In [1]:
import pandas as pd

In [2]:
df = pd.read_csv("data/goemotions_1.csv")

In [3]:
from sklearn.pipeline import make_pipeline
from sklearn.linear_model import LogisticRegression
from sklearn.feature_extraction.text import CountVectorizer

In [53]:
pd.set_option('display.max_colwidth', None)
label_of_interest = 'excitement'

print(df[['text', label_of_interest]].loc[lambda d: d[label_of_interest] == 0].sample(4).to_markdown())

|       | text                                                                    |   excitement |
|------:|:------------------------------------------------------------------------|-------------:|
| 27233 | my favourite singer ([NAME]) helped write one of the songs so i love it |            0 |
|  1385 | No i didn’t all i know is that i binged 3 seasoms of it.                |            0 |
| 17077 | I liked [NAME]...                                                       |            0 |
| 55699 | A "wise" man once told me: > DO > YOUR > OWN >RESEARCH >!               |            0 |


In [5]:
X, y = list(df['text']), df[label_of_interest]

pipe = make_pipeline(
    CountVectorizer(), 
    LogisticRegression(class_weight='balanced', max_iter=1000)
)

In [6]:
from sklearn.pipeline import make_union
from whatlies.language import BytePairLanguage

pipe_emb = make_pipeline(
    make_union(
        BytePairLanguage("en", vs=1_000), 
        BytePairLanguage("en", vs=100_000)
    ),
    LogisticRegression(class_weight='balanced', max_iter=1000)
)

In [8]:
from doubtlab.ensemble import DoubtEnsemble
from doubtlab.reason import ProbaReason, DisagreeReason, ShortConfidenceReason

In [9]:
pipe.fit(X, y)
pipe_emb.fit(X, y)

Pipeline(steps=[('featureunion',
                 FeatureUnion(transformer_list=[('bytepairlanguage-1',
                                                 BytePairLanguage(lang='en',
                                                                  vs=1000)),
                                                ('bytepairlanguage-2',
                                                 BytePairLanguage(lang='en',
                                                                  vs=100000))])),
                ('logisticregression',
                 LogisticRegression(class_weight='balanced', max_iter=1000))])

In [54]:
reasons = {
    'proba': ProbaReason(pipe),
    'disagree': DisagreeReason(pipe, pipe_emb),
    'short_pipe': ShortConfidenceReason(pipe),
    'short_pipe_emb': ShortConfidenceReason(pipe_emb),
}

doubt = DoubtEnsemble(**reasons)

In [55]:
predicates = doubt.get_predicates(X, y)

In [56]:
df_sorted = df.iloc[predicates.index][['text', label_of_interest]]
df_label = pd.concat([df_sorted, predicates], axis=1)

In [70]:
print(df_label[['text', label_of_interest]].loc[lambda d: d['excitement'] == 0].head(10).to_markdown(index=False))

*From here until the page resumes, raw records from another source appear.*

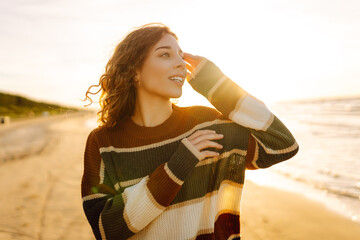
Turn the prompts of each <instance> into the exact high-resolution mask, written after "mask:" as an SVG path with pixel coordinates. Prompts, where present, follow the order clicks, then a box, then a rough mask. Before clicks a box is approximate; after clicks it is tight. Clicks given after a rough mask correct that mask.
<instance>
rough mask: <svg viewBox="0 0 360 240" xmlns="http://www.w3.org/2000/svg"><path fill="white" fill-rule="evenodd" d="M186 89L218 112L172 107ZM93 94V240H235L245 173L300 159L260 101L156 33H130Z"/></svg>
mask: <svg viewBox="0 0 360 240" xmlns="http://www.w3.org/2000/svg"><path fill="white" fill-rule="evenodd" d="M187 72H189V74H187ZM185 79H186V80H187V81H188V82H189V84H190V85H191V86H192V87H193V88H194V89H195V90H196V91H197V92H199V93H200V94H202V95H203V96H205V97H206V98H207V99H208V100H209V101H210V102H211V103H212V104H213V105H214V107H215V108H216V109H217V110H215V109H213V108H208V107H203V106H192V107H178V106H176V105H174V104H172V102H171V101H170V99H171V98H178V97H180V96H181V93H182V86H183V84H184V81H185ZM98 86H100V87H101V90H102V95H101V98H100V104H101V107H102V108H101V111H100V112H99V115H100V121H101V125H102V126H100V127H99V128H97V129H95V130H93V131H92V132H91V133H90V134H89V137H88V140H87V143H86V148H85V156H84V161H85V167H84V175H83V179H82V197H83V208H84V211H85V214H86V216H87V219H88V221H89V223H90V225H91V227H92V230H93V232H94V235H95V236H96V238H97V239H127V238H130V237H131V239H240V199H241V192H242V188H243V184H244V177H245V169H257V168H267V167H270V166H271V165H273V164H276V163H278V162H281V161H284V160H286V159H289V158H291V157H292V156H294V155H295V154H296V153H297V151H298V145H297V143H296V141H295V139H294V138H293V136H292V134H291V133H290V132H289V130H288V129H287V128H286V127H285V126H284V125H283V124H282V122H281V121H280V120H279V119H278V118H277V117H276V116H274V114H272V113H271V112H270V111H269V110H268V109H267V108H266V106H265V105H264V104H263V103H262V102H261V101H259V100H257V99H256V98H254V97H253V96H251V95H250V94H248V93H247V92H245V91H244V90H243V89H242V88H241V87H239V86H238V85H236V84H235V83H234V82H233V81H232V80H230V79H229V78H227V77H226V76H225V75H224V74H223V73H222V72H221V71H220V70H219V68H218V67H217V66H216V65H215V64H214V63H212V62H211V61H209V60H208V59H206V58H204V57H200V56H193V55H191V54H188V53H184V52H183V51H182V50H181V48H180V47H179V45H178V42H177V37H176V35H175V34H174V33H172V32H171V31H170V30H169V29H168V28H167V27H166V26H163V25H162V24H148V25H144V26H142V27H140V28H138V29H136V30H134V31H132V32H131V33H129V34H128V35H127V36H126V37H125V38H124V39H123V40H122V41H121V42H120V43H119V44H118V46H117V47H116V49H115V51H114V53H113V55H112V57H111V59H110V60H109V62H108V63H107V65H106V69H105V73H104V74H103V75H102V76H101V78H100V83H99V85H98ZM89 90H90V89H89ZM89 90H88V92H87V96H88V94H89V93H90V92H89Z"/></svg>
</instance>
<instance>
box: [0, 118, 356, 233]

| text                             |   excitement |
|:---------------------------------|-------------:|
| Happy Easter everyone!!          |            0 |
| Happy Easter everyone!!          |            0 |
| Happy Easter everyone!!          |            0 |
| Congratulations mate!!           |            0 |
| Yes every time                   |            0 |
| New flavour! I love it!          |            0 |
| Wow! Prayers for everyone there. |            0 |
| Wow! Prayers for everyone there. |            0 |
| Hey vro!                         |            0 |
| Oh my gooooooooood               |            0 |


## Differences 

It's pretty interesting to observe that different predicates really represent different reasons of doubt.

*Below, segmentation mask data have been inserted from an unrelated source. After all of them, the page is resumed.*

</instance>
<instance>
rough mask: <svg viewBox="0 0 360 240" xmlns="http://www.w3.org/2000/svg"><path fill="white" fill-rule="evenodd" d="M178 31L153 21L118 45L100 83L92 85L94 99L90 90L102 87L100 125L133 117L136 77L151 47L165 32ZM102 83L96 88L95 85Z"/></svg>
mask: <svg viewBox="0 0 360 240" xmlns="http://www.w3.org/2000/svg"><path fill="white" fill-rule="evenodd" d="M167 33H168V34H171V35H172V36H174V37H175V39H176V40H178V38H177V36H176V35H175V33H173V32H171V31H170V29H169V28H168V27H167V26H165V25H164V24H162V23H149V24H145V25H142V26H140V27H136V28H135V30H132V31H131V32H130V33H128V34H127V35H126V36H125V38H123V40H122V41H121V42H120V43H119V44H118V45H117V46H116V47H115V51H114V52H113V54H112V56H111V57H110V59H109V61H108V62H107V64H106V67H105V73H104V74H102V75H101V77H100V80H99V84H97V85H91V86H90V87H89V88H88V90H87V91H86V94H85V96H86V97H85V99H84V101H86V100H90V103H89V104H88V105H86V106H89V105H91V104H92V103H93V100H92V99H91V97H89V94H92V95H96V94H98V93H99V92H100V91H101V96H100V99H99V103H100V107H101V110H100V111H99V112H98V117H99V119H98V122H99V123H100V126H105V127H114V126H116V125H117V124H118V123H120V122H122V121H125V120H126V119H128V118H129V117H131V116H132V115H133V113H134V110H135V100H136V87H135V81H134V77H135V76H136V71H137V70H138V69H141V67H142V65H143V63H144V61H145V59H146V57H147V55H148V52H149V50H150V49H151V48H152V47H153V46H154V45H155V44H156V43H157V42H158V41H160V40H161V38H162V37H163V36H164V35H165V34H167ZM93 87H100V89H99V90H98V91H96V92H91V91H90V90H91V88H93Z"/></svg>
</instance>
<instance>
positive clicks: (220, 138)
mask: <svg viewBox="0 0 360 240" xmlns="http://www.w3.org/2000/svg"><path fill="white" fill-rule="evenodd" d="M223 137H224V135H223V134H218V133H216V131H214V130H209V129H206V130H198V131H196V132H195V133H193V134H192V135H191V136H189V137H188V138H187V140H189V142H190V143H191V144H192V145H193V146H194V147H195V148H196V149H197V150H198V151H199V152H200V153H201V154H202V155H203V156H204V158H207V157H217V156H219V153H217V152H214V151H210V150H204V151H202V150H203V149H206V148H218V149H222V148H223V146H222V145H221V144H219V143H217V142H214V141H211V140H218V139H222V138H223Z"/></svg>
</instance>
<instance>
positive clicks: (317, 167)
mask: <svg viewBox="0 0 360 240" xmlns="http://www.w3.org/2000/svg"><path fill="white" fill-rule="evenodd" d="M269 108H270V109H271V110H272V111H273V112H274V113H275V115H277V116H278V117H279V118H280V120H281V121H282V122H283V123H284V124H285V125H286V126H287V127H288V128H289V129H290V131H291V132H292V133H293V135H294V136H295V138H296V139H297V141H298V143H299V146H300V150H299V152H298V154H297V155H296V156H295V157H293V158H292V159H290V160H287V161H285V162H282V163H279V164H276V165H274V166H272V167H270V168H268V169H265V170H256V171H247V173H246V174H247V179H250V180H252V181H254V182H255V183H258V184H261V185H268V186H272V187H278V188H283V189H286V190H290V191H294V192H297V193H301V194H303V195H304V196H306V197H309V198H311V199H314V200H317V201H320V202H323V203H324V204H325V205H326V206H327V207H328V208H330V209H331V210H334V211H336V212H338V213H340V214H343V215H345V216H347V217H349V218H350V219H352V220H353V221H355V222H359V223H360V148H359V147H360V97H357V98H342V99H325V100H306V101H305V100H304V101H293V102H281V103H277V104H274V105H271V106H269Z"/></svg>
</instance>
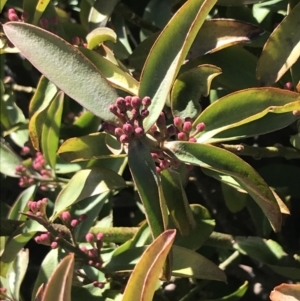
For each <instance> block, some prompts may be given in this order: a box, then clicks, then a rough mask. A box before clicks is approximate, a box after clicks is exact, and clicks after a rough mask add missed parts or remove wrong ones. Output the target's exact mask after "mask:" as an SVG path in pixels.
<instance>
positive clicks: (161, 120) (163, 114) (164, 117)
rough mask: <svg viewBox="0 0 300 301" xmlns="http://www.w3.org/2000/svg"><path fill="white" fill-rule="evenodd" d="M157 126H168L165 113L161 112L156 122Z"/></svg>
mask: <svg viewBox="0 0 300 301" xmlns="http://www.w3.org/2000/svg"><path fill="white" fill-rule="evenodd" d="M156 125H157V126H158V127H159V128H161V127H165V126H166V117H165V113H164V112H161V113H160V114H159V116H158V118H157V120H156Z"/></svg>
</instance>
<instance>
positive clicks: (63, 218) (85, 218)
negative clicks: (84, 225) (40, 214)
mask: <svg viewBox="0 0 300 301" xmlns="http://www.w3.org/2000/svg"><path fill="white" fill-rule="evenodd" d="M59 217H60V219H61V221H62V222H63V223H64V224H65V225H66V226H67V227H68V228H71V229H73V228H75V227H77V226H78V225H79V224H80V223H81V222H83V221H84V220H86V219H87V215H86V214H81V215H80V216H79V217H78V218H73V217H72V216H71V213H70V212H69V211H64V212H62V213H61V214H60V215H59Z"/></svg>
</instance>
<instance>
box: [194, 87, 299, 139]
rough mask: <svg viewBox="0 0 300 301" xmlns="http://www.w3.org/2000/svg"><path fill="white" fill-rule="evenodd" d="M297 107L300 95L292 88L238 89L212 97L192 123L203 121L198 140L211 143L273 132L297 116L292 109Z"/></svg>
mask: <svg viewBox="0 0 300 301" xmlns="http://www.w3.org/2000/svg"><path fill="white" fill-rule="evenodd" d="M299 109H300V97H299V94H298V93H295V92H291V91H287V90H283V89H277V88H271V87H269V88H252V89H247V90H243V91H238V92H235V93H232V94H229V95H227V96H225V97H222V98H220V99H219V100H218V101H215V102H214V103H212V104H211V105H210V106H209V107H208V108H207V109H206V110H204V111H203V112H202V113H201V114H200V115H199V117H198V118H197V119H196V121H195V122H194V125H196V124H198V123H199V122H204V123H205V125H206V128H205V130H204V131H203V132H201V133H200V134H198V135H197V141H198V142H202V143H203V142H205V143H210V142H216V141H224V140H232V139H237V137H247V136H254V135H258V134H264V133H268V132H272V131H275V130H278V129H280V128H283V127H286V126H287V125H289V124H291V123H292V122H294V121H295V120H296V119H297V118H298V117H297V116H296V115H294V114H293V113H292V112H293V111H294V110H299ZM221 115H222V118H220V116H221ZM226 130H227V131H226ZM219 137H220V138H219Z"/></svg>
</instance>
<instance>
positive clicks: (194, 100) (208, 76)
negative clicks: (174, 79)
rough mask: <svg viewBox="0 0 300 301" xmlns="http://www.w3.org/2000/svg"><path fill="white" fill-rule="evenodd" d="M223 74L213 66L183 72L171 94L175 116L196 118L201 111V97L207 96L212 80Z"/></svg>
mask: <svg viewBox="0 0 300 301" xmlns="http://www.w3.org/2000/svg"><path fill="white" fill-rule="evenodd" d="M220 73H222V71H221V69H220V68H218V67H216V66H213V65H208V64H207V65H200V66H198V67H196V68H192V69H191V70H188V71H186V72H183V73H182V74H180V75H179V76H178V78H177V79H176V80H175V82H174V85H173V88H172V92H171V108H172V113H173V116H176V117H180V118H182V119H185V118H186V117H189V118H192V119H194V118H196V117H197V116H198V114H199V113H200V111H201V106H200V103H199V102H200V99H201V96H207V95H208V94H209V91H210V85H211V82H212V80H213V79H214V78H215V77H216V76H217V75H219V74H220Z"/></svg>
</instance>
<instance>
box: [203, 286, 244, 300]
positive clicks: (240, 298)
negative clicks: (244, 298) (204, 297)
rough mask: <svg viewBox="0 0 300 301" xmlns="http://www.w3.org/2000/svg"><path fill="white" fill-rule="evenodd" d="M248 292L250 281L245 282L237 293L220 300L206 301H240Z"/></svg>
mask: <svg viewBox="0 0 300 301" xmlns="http://www.w3.org/2000/svg"><path fill="white" fill-rule="evenodd" d="M247 290H248V281H245V282H244V283H243V284H242V285H241V286H240V287H239V288H238V289H237V290H236V291H235V292H233V293H231V294H230V295H226V296H224V297H222V298H218V299H209V300H204V301H238V300H240V299H241V298H242V297H243V296H244V295H245V293H246V292H247Z"/></svg>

### CountVector Confidence Short

In [73]:
print(df_label
 .sort_values("predicate_short_pipe", ascending=False)
 .head(10)[['text', label_of_interest]]
 .drop_duplicates()
 .to_markdown(index=False))

| text                                                                                                                                      |   excitement |
|:------------------------------------------------------------------------------------------------------------------------------------------|-------------:|
| I am inexplicably excited by [NAME]. I get so excited by how he curls passes                                                              |            0 |
| Omg this is so amazing ! Keep up the awesome work and have a fantastic New Year !                                                         |            0 |
| Sounds like a fun game. Our home game around here is .05/.10. Its fun but not very exciting.                                              |            0 |
| So no replays for arsenal penalty calls.. Cool cool cool cool cool cool cool cool                                                         |            0 |
| Wow, your posting history is a real... interesting ride.

### BytePair Confidence Short

In [76]:
print(df_label
 .sort_values("predicate_short_pipe_emb", ascending=False)
 .head(20)[['text', label_of_interest]]
 .drop_duplicates()
 .to_markdown(index=False))

| text                       |   excitement |
|:---------------------------|-------------:|
| Woot woot!                 |            0 |
| WOW!!!                     |            0 |
| Happy birthday!            |            0 |
| Happy Birthday!            |            0 |
| Happy one week anniversary |            0 |
| Happy Birthday!!!          |            0 |
| Pop pop!                   |            0 |
| Enjoy the ride!            |            0 |
| Very interesting!!!        |            0 |
| My exact reaction          |            0 |
| happy birthday dude!       |            0 |
| Enjoy                      |            0 |
| Oh wow!!!                  |            0 |
| This sounds interesting    |            0 |


## CountVector Proba

In [78]:
print(df_label
 .sort_values("predicate_proba", ascending=False)
 .head(10)[['text', label_of_interest]]
 .drop_duplicates()
 .to_markdown(index=False))

| text                                                                                                                          |   excitement |
|:------------------------------------------------------------------------------------------------------------------------------|-------------:|
| Happy Easter everyone!!                                                                                                       |            0 |
| This game is on [NAME]...                                                                                                     |            0 |
| I swear if it's the Cowboys and the Patriots in the Super Bowl I'm going to burn something down.                              |            0 |
| I'm on red pills :)                                                                                                           |            0 |
| Wow. I hope that asst manager will be looking for a new job soon.                                                             |